Pytorch cuda oom, memory usage keep increasing

bach_vu_viet · January 9, 2024, 5:47pm

I am training a model on a few shot problem. However my gpu consumption keep increasing after every iteration. At each iteration, I use only 1 few shot task. I have read other posts on this gpu mem increase issue and implement the suggestions including

use total_loss += lose.item() instead of total_loss += loss.
delete variable loss
use torch.cuda.empty_cache()

However, it still doesn’t work.
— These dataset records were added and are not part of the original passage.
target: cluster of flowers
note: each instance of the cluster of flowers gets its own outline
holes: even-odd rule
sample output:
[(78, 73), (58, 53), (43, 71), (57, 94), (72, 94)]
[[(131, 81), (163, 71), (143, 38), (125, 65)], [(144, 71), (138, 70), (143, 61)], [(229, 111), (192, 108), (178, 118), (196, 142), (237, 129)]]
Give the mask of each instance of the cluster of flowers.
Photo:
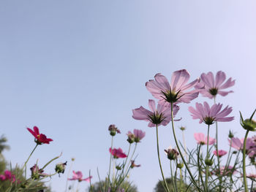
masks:
[[(111, 136), (111, 147), (109, 148), (110, 153), (109, 171), (108, 177), (105, 180), (106, 185), (105, 186), (100, 186), (100, 192), (124, 192), (127, 191), (128, 188), (125, 188), (124, 186), (124, 182), (129, 173), (130, 169), (134, 167), (139, 167), (140, 165), (135, 164), (134, 155), (136, 150), (138, 143), (140, 142), (141, 139), (145, 137), (146, 133), (141, 130), (134, 129), (133, 131), (128, 131), (127, 142), (129, 144), (127, 154), (123, 152), (123, 150), (120, 147), (113, 147), (113, 142), (114, 136), (117, 134), (121, 134), (121, 131), (117, 127), (112, 124), (108, 127), (108, 131)], [(133, 149), (133, 152), (130, 155), (131, 146), (132, 143), (135, 143)], [(130, 156), (130, 157), (129, 157)], [(129, 161), (128, 158), (129, 157)], [(117, 164), (116, 160), (118, 158), (125, 158), (122, 164)], [(111, 180), (111, 166), (116, 168), (116, 172), (113, 172)], [(129, 186), (128, 186), (129, 187)]]
[[(225, 166), (222, 166), (220, 164), (220, 158), (226, 155), (227, 152), (218, 148), (218, 127), (217, 123), (231, 121), (234, 119), (234, 117), (228, 116), (232, 112), (232, 107), (229, 106), (222, 107), (222, 104), (216, 103), (216, 98), (217, 95), (225, 96), (228, 93), (233, 93), (232, 91), (227, 91), (225, 90), (234, 85), (235, 80), (233, 80), (230, 77), (225, 81), (226, 74), (221, 71), (217, 73), (215, 77), (212, 72), (208, 72), (207, 74), (203, 73), (200, 78), (188, 83), (189, 77), (190, 75), (189, 72), (185, 69), (174, 72), (170, 79), (170, 82), (168, 82), (165, 76), (159, 73), (157, 74), (154, 76), (154, 80), (151, 80), (146, 83), (146, 87), (152, 96), (158, 99), (157, 107), (156, 107), (154, 100), (149, 99), (148, 107), (150, 110), (145, 109), (143, 107), (132, 110), (132, 118), (134, 119), (148, 121), (148, 126), (156, 127), (157, 155), (165, 191), (169, 192), (170, 189), (165, 181), (159, 158), (158, 126), (161, 125), (167, 126), (170, 122), (172, 123), (173, 135), (176, 147), (170, 147), (165, 150), (165, 151), (167, 158), (170, 161), (174, 161), (174, 164), (177, 168), (181, 169), (183, 165), (185, 165), (186, 169), (184, 172), (185, 174), (188, 173), (189, 176), (189, 182), (191, 183), (190, 188), (197, 190), (198, 191), (226, 191), (227, 188), (233, 190), (234, 188), (233, 185), (235, 182), (233, 182), (231, 178), (230, 183), (227, 184), (227, 179), (222, 178), (222, 177), (238, 172), (236, 172), (236, 169), (243, 168), (243, 172), (243, 172), (244, 182), (242, 185), (237, 188), (238, 188), (238, 190), (243, 189), (245, 191), (249, 191), (246, 177), (245, 158), (246, 155), (248, 155), (251, 159), (251, 163), (255, 164), (256, 142), (255, 137), (247, 139), (247, 135), (249, 131), (255, 131), (256, 122), (252, 120), (255, 111), (249, 119), (244, 120), (241, 115), (241, 125), (246, 130), (244, 139), (239, 139), (238, 138), (233, 138), (232, 134), (229, 135), (230, 147), (233, 147), (243, 153), (243, 165), (241, 165), (241, 163), (239, 164), (239, 162), (241, 162), (238, 158), (239, 153), (236, 151), (232, 153), (238, 153), (234, 164), (233, 166), (230, 165), (233, 156), (230, 155), (231, 149), (230, 149), (227, 163)], [(174, 118), (177, 115), (181, 107), (179, 106), (181, 104), (189, 103), (192, 100), (196, 99), (200, 93), (204, 97), (214, 99), (214, 104), (210, 106), (206, 101), (203, 104), (197, 102), (195, 104), (195, 107), (189, 107), (189, 111), (193, 119), (198, 119), (200, 123), (204, 123), (207, 126), (208, 134), (205, 136), (203, 133), (195, 133), (194, 137), (198, 144), (197, 149), (187, 152), (189, 150), (186, 148), (186, 145), (184, 143), (182, 151), (176, 139), (174, 127), (174, 121), (180, 120), (181, 118), (174, 120)], [(214, 123), (216, 123), (216, 137), (211, 138), (209, 137), (209, 128), (210, 126)], [(185, 128), (182, 128), (181, 129), (184, 131)], [(206, 155), (203, 158), (200, 149), (204, 145), (207, 145), (207, 150)], [(209, 145), (213, 145), (213, 147), (215, 147), (215, 150), (213, 151), (214, 155), (212, 155), (210, 154), (213, 147), (209, 148)], [(185, 155), (186, 160), (183, 154)], [(188, 158), (188, 155), (189, 158)], [(196, 155), (197, 157), (193, 157), (194, 155)], [(214, 156), (217, 158), (217, 164), (214, 164)], [(178, 157), (181, 158), (180, 164), (178, 164)], [(172, 164), (170, 165), (172, 166)], [(170, 172), (173, 177), (171, 166)], [(196, 168), (197, 172), (195, 174), (192, 173), (192, 167)], [(211, 167), (212, 171), (210, 170), (210, 167)], [(214, 174), (217, 177), (214, 178)], [(176, 175), (176, 172), (175, 175)], [(182, 182), (181, 171), (180, 174), (180, 181)], [(219, 181), (219, 183), (217, 181)], [(173, 190), (173, 191), (179, 191), (176, 183), (176, 176), (174, 180), (173, 180), (172, 190)], [(252, 190), (252, 188), (251, 190)]]
[[(14, 191), (20, 191), (20, 190), (21, 191), (30, 190), (31, 188), (33, 188), (34, 190), (39, 191), (39, 189), (42, 189), (45, 187), (42, 185), (43, 183), (40, 183), (40, 185), (38, 185), (38, 183), (37, 183), (37, 181), (39, 181), (42, 179), (44, 179), (46, 177), (50, 177), (56, 174), (64, 173), (65, 170), (67, 162), (57, 164), (56, 165), (54, 174), (49, 174), (44, 173), (44, 169), (47, 166), (48, 166), (53, 161), (59, 158), (60, 157), (59, 155), (51, 159), (44, 166), (42, 166), (42, 169), (39, 168), (39, 166), (37, 166), (37, 163), (35, 164), (33, 166), (30, 168), (31, 177), (29, 179), (26, 178), (26, 172), (25, 169), (27, 166), (27, 163), (29, 158), (32, 155), (33, 153), (34, 152), (37, 146), (42, 144), (50, 144), (50, 142), (53, 141), (52, 139), (47, 138), (47, 137), (45, 134), (40, 134), (37, 126), (34, 126), (33, 128), (33, 130), (29, 128), (27, 128), (27, 129), (34, 136), (34, 142), (36, 142), (36, 146), (33, 149), (32, 152), (30, 153), (29, 158), (27, 158), (23, 167), (19, 172), (15, 171), (15, 174), (13, 174), (13, 172), (12, 172), (12, 170), (5, 170), (4, 174), (0, 175), (0, 181), (2, 181), (2, 182), (5, 182), (8, 180), (10, 181), (9, 185), (10, 186), (6, 189), (7, 191), (12, 191), (13, 190)], [(25, 175), (23, 175), (24, 171), (25, 171)], [(25, 180), (23, 179), (24, 178), (23, 177), (25, 177)]]

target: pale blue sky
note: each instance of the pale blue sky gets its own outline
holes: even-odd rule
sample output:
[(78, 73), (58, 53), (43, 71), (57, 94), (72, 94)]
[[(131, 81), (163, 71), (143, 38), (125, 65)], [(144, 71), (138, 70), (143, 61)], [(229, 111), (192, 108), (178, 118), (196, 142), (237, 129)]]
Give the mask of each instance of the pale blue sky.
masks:
[[(153, 98), (145, 82), (156, 73), (170, 79), (181, 69), (190, 72), (191, 80), (219, 70), (236, 80), (234, 93), (217, 98), (233, 107), (236, 116), (219, 124), (220, 147), (227, 149), (230, 128), (239, 137), (244, 134), (238, 111), (249, 116), (255, 108), (255, 9), (254, 0), (1, 1), (0, 134), (11, 145), (7, 159), (25, 161), (34, 145), (26, 128), (37, 126), (54, 141), (39, 146), (31, 166), (63, 152), (57, 162), (75, 157), (73, 169), (85, 175), (91, 169), (96, 182), (97, 166), (101, 177), (108, 172), (108, 126), (121, 129), (114, 145), (125, 151), (125, 134), (140, 128), (146, 131), (138, 148), (142, 166), (131, 180), (140, 192), (152, 191), (161, 178), (155, 129), (133, 120), (132, 110), (147, 107)], [(203, 101), (208, 99), (200, 96), (181, 104), (177, 117), (183, 120), (176, 126), (187, 128), (188, 146), (195, 146), (194, 132), (206, 133), (187, 111)], [(170, 127), (159, 128), (166, 175), (163, 149), (174, 145)], [(179, 130), (177, 134), (181, 139)], [(66, 177), (50, 181), (53, 189), (64, 191)]]

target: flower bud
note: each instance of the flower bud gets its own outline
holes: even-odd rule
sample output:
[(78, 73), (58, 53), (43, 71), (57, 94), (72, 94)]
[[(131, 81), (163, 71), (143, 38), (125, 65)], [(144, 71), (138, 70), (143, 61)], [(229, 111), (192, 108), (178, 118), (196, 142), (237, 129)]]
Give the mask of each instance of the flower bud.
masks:
[(230, 130), (230, 132), (228, 134), (228, 137), (230, 139), (234, 137), (234, 134), (233, 134), (233, 133), (232, 133), (232, 131)]
[(65, 168), (66, 168), (66, 166), (67, 166), (67, 162), (66, 161), (65, 163), (59, 163), (58, 164), (56, 164), (56, 167), (55, 167), (55, 171), (56, 173), (64, 173), (64, 171), (65, 171)]
[(115, 136), (116, 132), (118, 134), (121, 134), (120, 130), (118, 129), (117, 127), (116, 127), (116, 126), (113, 124), (109, 126), (108, 131), (110, 131), (110, 134), (111, 136)]
[(244, 129), (251, 131), (256, 131), (256, 121), (252, 120), (252, 117), (255, 115), (255, 112), (256, 110), (254, 111), (249, 119), (246, 119), (244, 120), (240, 112), (240, 124)]
[(184, 166), (184, 164), (182, 163), (178, 164), (177, 167), (179, 169), (182, 169)]
[(210, 158), (206, 158), (205, 164), (206, 165), (208, 165), (208, 166), (212, 166), (212, 164), (214, 164), (214, 161)]
[(131, 131), (128, 131), (127, 136), (127, 142), (130, 144), (133, 143), (135, 142), (135, 135)]
[(184, 126), (181, 126), (179, 128), (181, 131), (185, 131), (186, 130), (186, 127), (184, 127)]
[(176, 149), (168, 148), (165, 150), (165, 151), (167, 153), (167, 158), (169, 158), (170, 161), (176, 159), (179, 155), (178, 152)]

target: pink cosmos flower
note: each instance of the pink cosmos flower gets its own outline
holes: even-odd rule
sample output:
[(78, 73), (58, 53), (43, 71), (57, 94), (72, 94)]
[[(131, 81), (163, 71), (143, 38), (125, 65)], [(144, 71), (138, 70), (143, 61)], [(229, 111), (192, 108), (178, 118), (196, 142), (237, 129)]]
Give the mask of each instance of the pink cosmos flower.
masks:
[(222, 90), (235, 85), (235, 80), (232, 80), (231, 77), (224, 82), (225, 80), (226, 74), (222, 71), (217, 73), (215, 79), (212, 72), (208, 72), (208, 74), (203, 73), (200, 77), (200, 82), (195, 88), (202, 88), (204, 85), (205, 88), (200, 89), (200, 93), (203, 96), (210, 99), (214, 98), (217, 94), (225, 96), (233, 91), (224, 91)]
[(189, 111), (192, 113), (193, 119), (200, 119), (199, 123), (204, 122), (207, 125), (211, 125), (215, 121), (231, 121), (234, 117), (226, 117), (232, 112), (232, 107), (227, 106), (222, 111), (220, 111), (222, 104), (214, 104), (210, 108), (207, 102), (202, 104), (196, 103), (195, 109), (192, 107), (189, 107)]
[(154, 80), (146, 82), (146, 87), (154, 97), (159, 99), (159, 102), (189, 103), (198, 96), (199, 91), (189, 91), (199, 82), (199, 78), (187, 84), (190, 75), (186, 69), (173, 72), (170, 83), (160, 73), (154, 76)]
[(73, 171), (73, 176), (72, 178), (69, 178), (69, 180), (78, 180), (78, 182), (81, 182), (83, 180), (87, 181), (87, 182), (90, 182), (91, 179), (92, 178), (92, 176), (90, 176), (87, 178), (83, 179), (83, 174), (81, 172), (78, 171), (78, 172), (75, 172)]
[(135, 142), (139, 142), (146, 135), (146, 132), (139, 129), (134, 129), (133, 134), (135, 135)]
[(213, 172), (211, 172), (211, 174), (215, 175), (230, 175), (237, 173), (236, 169), (233, 169), (233, 166), (229, 166), (227, 167), (225, 167), (225, 166), (221, 166), (219, 169), (215, 169)]
[[(222, 156), (223, 156), (223, 155), (226, 155), (227, 154), (227, 151), (225, 151), (225, 150), (218, 150), (218, 153), (219, 153), (219, 157), (222, 157)], [(214, 154), (216, 155), (216, 156), (217, 156), (218, 155), (217, 155), (217, 150), (214, 150)]]
[[(231, 144), (231, 147), (238, 150), (242, 150), (244, 147), (244, 138), (239, 139), (238, 137), (233, 137), (230, 139), (228, 139), (228, 142), (230, 145)], [(232, 141), (232, 142), (231, 142)], [(255, 146), (255, 144), (254, 143), (254, 141), (252, 138), (247, 138), (246, 139), (246, 150), (247, 150), (247, 154), (249, 150), (252, 149)]]
[[(194, 137), (197, 140), (197, 143), (200, 145), (206, 145), (207, 144), (207, 136), (205, 137), (203, 133), (195, 133)], [(213, 139), (209, 137), (209, 145), (214, 145), (215, 143), (215, 139)]]
[[(151, 111), (142, 106), (140, 108), (132, 110), (132, 118), (136, 120), (149, 121), (148, 125), (149, 127), (154, 127), (156, 125), (165, 126), (171, 120), (171, 110), (170, 107), (159, 103), (157, 109), (156, 109), (156, 103), (151, 99), (148, 100), (148, 106)], [(174, 105), (173, 117), (177, 114), (178, 110), (179, 107), (177, 105)]]
[(131, 161), (131, 168), (132, 169), (133, 167), (139, 167), (139, 166), (140, 166), (140, 165), (136, 165), (135, 164), (135, 161), (134, 160), (132, 160)]
[(112, 155), (115, 158), (126, 158), (127, 157), (127, 155), (123, 153), (123, 150), (121, 150), (121, 148), (118, 148), (118, 149), (111, 149), (109, 148), (109, 152), (112, 154)]
[(50, 142), (53, 141), (52, 139), (47, 138), (45, 134), (39, 134), (39, 129), (37, 126), (34, 127), (34, 128), (33, 128), (34, 131), (31, 129), (30, 129), (29, 128), (27, 128), (27, 129), (37, 139), (35, 141), (38, 145), (41, 145), (42, 143), (49, 144)]

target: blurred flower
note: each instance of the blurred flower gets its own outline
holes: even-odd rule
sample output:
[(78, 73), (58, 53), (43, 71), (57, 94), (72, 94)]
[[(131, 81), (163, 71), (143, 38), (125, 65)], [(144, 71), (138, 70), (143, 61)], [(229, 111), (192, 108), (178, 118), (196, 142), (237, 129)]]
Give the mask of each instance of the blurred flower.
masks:
[[(214, 150), (214, 154), (216, 155), (216, 156), (217, 156), (218, 155), (217, 155), (217, 150)], [(225, 151), (225, 150), (218, 150), (218, 154), (219, 154), (219, 157), (222, 157), (222, 156), (223, 156), (223, 155), (226, 155), (227, 154), (227, 151)]]
[(231, 121), (234, 117), (226, 117), (232, 112), (232, 107), (227, 106), (220, 112), (222, 104), (214, 104), (211, 108), (207, 102), (202, 104), (196, 103), (195, 109), (189, 107), (189, 111), (192, 113), (193, 119), (200, 119), (199, 123), (204, 122), (206, 125), (211, 125), (215, 121)]
[(68, 178), (67, 180), (78, 180), (78, 182), (81, 182), (83, 180), (90, 182), (91, 178), (92, 178), (92, 176), (90, 176), (87, 178), (83, 179), (83, 174), (81, 172), (78, 171), (78, 172), (75, 172), (75, 171), (73, 171), (72, 177)]
[(189, 103), (198, 96), (199, 91), (189, 91), (199, 82), (199, 78), (187, 84), (190, 75), (186, 69), (176, 71), (173, 73), (170, 83), (160, 73), (154, 76), (154, 80), (146, 82), (146, 87), (154, 97), (159, 99), (160, 103)]
[(30, 168), (31, 171), (31, 178), (34, 180), (39, 180), (40, 177), (48, 176), (47, 174), (43, 173), (44, 170), (39, 169), (37, 164), (34, 164), (32, 167)]
[(124, 153), (123, 153), (123, 150), (121, 148), (118, 148), (118, 149), (109, 148), (109, 152), (112, 154), (112, 155), (115, 158), (127, 157), (127, 155)]
[[(239, 139), (238, 137), (233, 137), (231, 139), (228, 139), (228, 141), (230, 142), (230, 145), (231, 145), (232, 147), (238, 150), (242, 150), (244, 145), (244, 138)], [(246, 150), (247, 152), (255, 146), (255, 144), (254, 143), (253, 139), (252, 138), (247, 138), (246, 145)]]
[(232, 78), (229, 78), (225, 83), (226, 80), (226, 74), (225, 72), (219, 71), (214, 77), (212, 72), (207, 74), (203, 73), (200, 76), (200, 82), (195, 86), (195, 88), (205, 87), (204, 89), (200, 89), (200, 93), (203, 96), (210, 99), (214, 98), (217, 94), (222, 96), (227, 95), (233, 91), (222, 91), (225, 88), (228, 88), (235, 85), (235, 80), (232, 80)]
[(108, 131), (110, 131), (111, 136), (115, 136), (116, 133), (121, 134), (120, 130), (118, 129), (113, 124), (109, 126)]
[[(195, 133), (194, 137), (197, 140), (197, 143), (199, 145), (206, 145), (207, 144), (207, 136), (205, 137), (203, 133)], [(209, 137), (209, 145), (213, 145), (216, 142), (215, 139)]]
[(167, 158), (170, 160), (176, 159), (179, 155), (178, 150), (172, 148), (171, 147), (169, 147), (167, 150), (165, 150), (165, 152), (167, 154)]
[[(156, 103), (154, 100), (148, 100), (148, 106), (151, 111), (140, 107), (132, 110), (132, 118), (136, 120), (149, 121), (148, 126), (154, 127), (156, 125), (166, 126), (171, 120), (171, 110), (170, 107), (164, 104), (158, 104), (156, 109)], [(174, 105), (173, 117), (177, 114), (179, 107)]]
[(41, 145), (42, 143), (49, 144), (50, 142), (53, 141), (52, 139), (47, 138), (45, 134), (39, 134), (39, 129), (37, 126), (34, 126), (34, 131), (31, 129), (30, 129), (29, 128), (27, 128), (27, 129), (34, 137), (34, 138), (36, 139), (35, 142), (38, 145)]
[(135, 164), (135, 161), (134, 161), (134, 160), (132, 160), (131, 161), (131, 168), (132, 169), (133, 167), (139, 167), (139, 166), (140, 166), (140, 165), (136, 165)]
[(229, 166), (227, 167), (225, 166), (221, 166), (219, 169), (216, 169), (215, 170), (213, 170), (211, 172), (211, 174), (215, 174), (215, 175), (222, 175), (222, 176), (225, 176), (225, 175), (232, 175), (233, 174), (236, 174), (237, 172), (234, 169), (233, 166)]

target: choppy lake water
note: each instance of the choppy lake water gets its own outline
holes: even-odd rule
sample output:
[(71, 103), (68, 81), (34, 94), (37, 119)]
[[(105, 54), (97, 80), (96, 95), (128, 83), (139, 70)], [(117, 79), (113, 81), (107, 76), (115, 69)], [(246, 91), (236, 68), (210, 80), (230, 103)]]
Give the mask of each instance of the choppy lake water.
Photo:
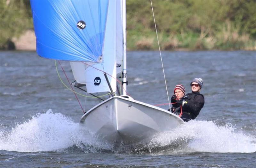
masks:
[[(204, 106), (196, 120), (148, 143), (115, 150), (81, 132), (82, 110), (54, 61), (35, 52), (1, 51), (0, 166), (256, 167), (256, 52), (162, 55), (169, 96), (178, 83), (188, 92), (191, 81), (201, 77)], [(127, 59), (129, 94), (152, 105), (168, 102), (158, 52), (129, 52)], [(69, 63), (61, 63), (71, 78)], [(79, 98), (85, 109), (98, 102)]]

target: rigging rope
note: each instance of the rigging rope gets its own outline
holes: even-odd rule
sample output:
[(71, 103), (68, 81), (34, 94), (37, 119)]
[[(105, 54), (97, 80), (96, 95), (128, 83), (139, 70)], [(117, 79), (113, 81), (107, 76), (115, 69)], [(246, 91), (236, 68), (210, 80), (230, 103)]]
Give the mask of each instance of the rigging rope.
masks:
[[(61, 67), (61, 69), (62, 69), (62, 70), (63, 71), (63, 72), (64, 73), (64, 74), (65, 74), (65, 76), (66, 76), (66, 77), (67, 78), (67, 79), (68, 80), (68, 83), (70, 85), (70, 87), (71, 87), (71, 88), (72, 89), (72, 91), (74, 91), (74, 90), (73, 89), (73, 87), (72, 87), (72, 85), (71, 84), (70, 82), (69, 82), (69, 80), (68, 80), (68, 76), (67, 76), (67, 74), (65, 73), (65, 71), (64, 70), (64, 69), (63, 68), (63, 67), (61, 66), (61, 64), (60, 64), (60, 61), (58, 61), (59, 63), (60, 64), (60, 67)], [(80, 107), (81, 107), (81, 108), (82, 109), (82, 111), (83, 111), (83, 113), (84, 113), (84, 109), (83, 108), (83, 107), (82, 107), (82, 105), (81, 105), (81, 103), (80, 103), (80, 101), (79, 101), (79, 99), (78, 99), (78, 98), (77, 97), (77, 96), (76, 96), (76, 94), (75, 92), (74, 92), (74, 94), (75, 94), (75, 96), (76, 96), (76, 99), (77, 100), (77, 101), (78, 101), (78, 103), (79, 103), (79, 105), (80, 105)]]
[(163, 63), (163, 60), (162, 59), (162, 55), (161, 55), (161, 50), (160, 49), (160, 45), (159, 43), (159, 40), (158, 40), (158, 34), (157, 34), (157, 31), (156, 29), (156, 20), (155, 19), (155, 15), (154, 15), (154, 11), (153, 10), (153, 5), (152, 4), (152, 0), (150, 0), (150, 3), (151, 3), (151, 7), (152, 8), (152, 12), (153, 13), (153, 18), (154, 19), (154, 23), (155, 23), (155, 27), (156, 28), (156, 37), (157, 39), (157, 42), (158, 43), (158, 48), (159, 48), (159, 52), (160, 53), (160, 58), (161, 59), (161, 62), (162, 62), (162, 68), (163, 68), (163, 72), (164, 73), (164, 83), (165, 84), (165, 88), (166, 88), (166, 91), (167, 93), (167, 97), (168, 99), (168, 102), (169, 103), (169, 109), (171, 109), (171, 105), (170, 105), (170, 99), (169, 99), (169, 95), (168, 94), (168, 90), (167, 89), (167, 84), (166, 84), (166, 79), (165, 79), (165, 75), (164, 74), (164, 64)]
[(59, 71), (58, 70), (58, 68), (57, 68), (57, 63), (56, 62), (56, 60), (55, 60), (55, 68), (56, 68), (56, 71), (57, 72), (57, 74), (58, 75), (58, 76), (59, 77), (59, 78), (60, 79), (60, 82), (61, 82), (61, 83), (62, 83), (62, 84), (63, 84), (63, 85), (66, 88), (67, 88), (67, 89), (68, 89), (70, 91), (71, 91), (72, 92), (74, 92), (74, 93), (76, 93), (76, 94), (78, 94), (79, 95), (80, 95), (80, 96), (83, 96), (84, 97), (87, 97), (87, 98), (100, 98), (100, 97), (103, 97), (103, 96), (107, 96), (108, 95), (111, 93), (108, 93), (108, 94), (104, 94), (104, 95), (102, 95), (99, 96), (92, 97), (92, 96), (86, 96), (86, 95), (84, 95), (82, 94), (81, 94), (81, 93), (79, 93), (76, 92), (76, 91), (74, 91), (74, 90), (72, 90), (71, 89), (69, 88), (68, 87), (68, 86), (67, 85), (66, 85), (66, 84), (63, 82), (63, 81), (62, 80), (62, 79), (61, 79), (61, 78), (60, 77), (60, 74), (59, 73)]

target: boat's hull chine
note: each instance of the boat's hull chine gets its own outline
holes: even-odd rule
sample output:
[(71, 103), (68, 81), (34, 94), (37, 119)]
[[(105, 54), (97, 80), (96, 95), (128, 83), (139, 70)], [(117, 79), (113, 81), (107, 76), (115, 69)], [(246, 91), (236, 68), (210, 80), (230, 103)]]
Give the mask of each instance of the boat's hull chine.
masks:
[(84, 124), (98, 139), (135, 143), (150, 139), (183, 122), (177, 115), (130, 97), (114, 96), (87, 112)]

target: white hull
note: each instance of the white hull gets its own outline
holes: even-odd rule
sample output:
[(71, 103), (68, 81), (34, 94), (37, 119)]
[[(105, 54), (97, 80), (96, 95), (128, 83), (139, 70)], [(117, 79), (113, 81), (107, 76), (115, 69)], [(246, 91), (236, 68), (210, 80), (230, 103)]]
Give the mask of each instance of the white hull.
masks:
[(134, 144), (184, 122), (167, 110), (127, 96), (112, 97), (87, 111), (80, 121), (98, 138), (109, 142)]

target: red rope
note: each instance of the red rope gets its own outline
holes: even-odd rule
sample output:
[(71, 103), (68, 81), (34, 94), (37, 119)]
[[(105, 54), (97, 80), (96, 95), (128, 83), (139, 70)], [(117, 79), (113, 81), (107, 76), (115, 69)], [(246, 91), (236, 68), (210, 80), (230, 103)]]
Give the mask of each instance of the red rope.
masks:
[(154, 105), (154, 106), (164, 106), (165, 105), (169, 105), (169, 104), (172, 105), (173, 104), (176, 104), (176, 103), (172, 103), (170, 104), (168, 103), (164, 103), (163, 104), (159, 104), (158, 105)]
[(73, 91), (73, 93), (74, 93), (75, 94), (75, 96), (76, 96), (76, 99), (77, 100), (77, 101), (78, 101), (78, 103), (79, 103), (79, 105), (80, 105), (80, 106), (81, 107), (81, 108), (82, 109), (82, 111), (83, 111), (83, 113), (84, 113), (84, 109), (83, 108), (83, 107), (82, 107), (82, 105), (81, 105), (81, 104), (80, 103), (80, 101), (79, 101), (79, 100), (78, 99), (78, 98), (77, 98), (77, 96), (76, 96), (76, 93), (74, 92), (74, 90), (73, 89), (73, 87), (72, 87), (72, 85), (71, 84), (71, 83), (69, 82), (69, 80), (68, 80), (68, 76), (67, 75), (66, 73), (65, 72), (65, 71), (64, 70), (64, 69), (63, 68), (63, 67), (61, 66), (61, 64), (60, 64), (60, 62), (59, 61), (58, 61), (59, 62), (59, 63), (60, 64), (60, 67), (61, 67), (61, 69), (62, 69), (62, 70), (63, 71), (64, 74), (65, 74), (65, 76), (66, 77), (66, 78), (67, 78), (68, 81), (68, 83), (69, 84), (69, 85), (70, 85), (70, 87), (71, 87), (71, 88), (72, 89), (72, 90)]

I would appreciate your help.
Below is my train loop

def compute_loss(cfg, input, output):
    loss = F.cross_entropy(output['logits'], input['labels'])
    return loss

def train_epoch(
    cfg,
    train_loader,
    val_loader,
    model,
    optimizer,
    scheduler,
):
    """
    Perform the video training for one epoch.
    Args:
        train_loader (loader): video training loader.
        model (model): the video model to train.
        model_ema (model): the ema model to update.
        optimizer (optim): the optimizer to perform optimization on the model's
            parameters.
        train_meter (TrainMeter): training meters to log the training performance.
        cur_epoch (int): current epoch of training.
        cfg (Config): The global config object.
    """
    # Enable train mode.
    model.to(DEVICE)
    model.train()

    if cfg.TRAIN.type == 'iter':
        num_iter = cfg.TRAIN.NUM_TRAIN_ITER    
    elif cfg.TRAIN.type == 'meta':
        num_iter = cfg.TRAIN.NUM_TRAIN_TASKS
    loader_iter = iter(itertools.cycle(train_loader))


    running_acc = 0
    running_loss = 0

    log_interval = cfg.STEP_PER_LOG
    val_interval = cfg.TRAIN.VAL_FRE_ITER
    assert val_interval % log_interval == 0
    gradient_accumulation_steps = cfg.GRADIENT_ACCUMULATION_STEPS
    
    last_checkpoint_path = None
    keep_num_best = cfg.num_best_checkpoint if hasattr(cfg, "num_best_checkpoint") else 3
    ckpt_saver = CheckpointSaver(keep_num_best=keep_num_best)
    
    # warm up
    input = next(loader_iter)
    input = squeeze(input, DEVICE)
    
    input["split"] = "train"

    output = model(input)
    # debug
    with open("debug.txt", 'w') as f:
        pass
    
    for cur_iter in tqdm(range(num_iter)):
        wandb_log = {}

        input = next(loader_iter)
        input = squeeze(input, DEVICE)
        
        input["split"] = "train"
        
        with profiler.profile(with_stack=True, profile_memory=True) as prof:
            output = model(input)
        
        with open("debug.txt", 'a') as f:    
            f.write(prof.key_averages().table(sort_by="cpu_time_total"))
            f.write("\n")
            
        loss = compute_loss(cfg, input, output)
        loss.backward()

        # acc = compute_accuracy(cfg, input, output)
        
        # running_acc += acc.item()
        running_loss += loss.item()
        
        del loss

        if (cur_iter + 1) % gradient_accumulation_steps == 0:
            optimizer.step()
            optimizer.zero_grad()
            scheduler.step()
        
        # evaluate
        if (cur_iter + 1) % val_interval == 0:
            with torch.no_grad():
                res = inductive_evaluate(
                    cfg, model, val_loader, cfg.TRAIN.NUM_VAL_TASKS, "val"
                )

                assert isinstance(res, dict)
                wandb_log.update({"val_acc": res["acc"], "val_loss": res["loss"]})
                stat = {"iter": cur_iter}

                ckpt_saver(
                    res["acc"],
                    cfg.OUTPUT_DIR + f"/best_{cur_iter+1:05}_acc{res['acc']:.3f}.pt",
                    partial(
                        save_checkpoint,
                        model=model,
                        optimizer=optimizer,
                        scheduler=scheduler,
                        stat=stat,
                    ),
                )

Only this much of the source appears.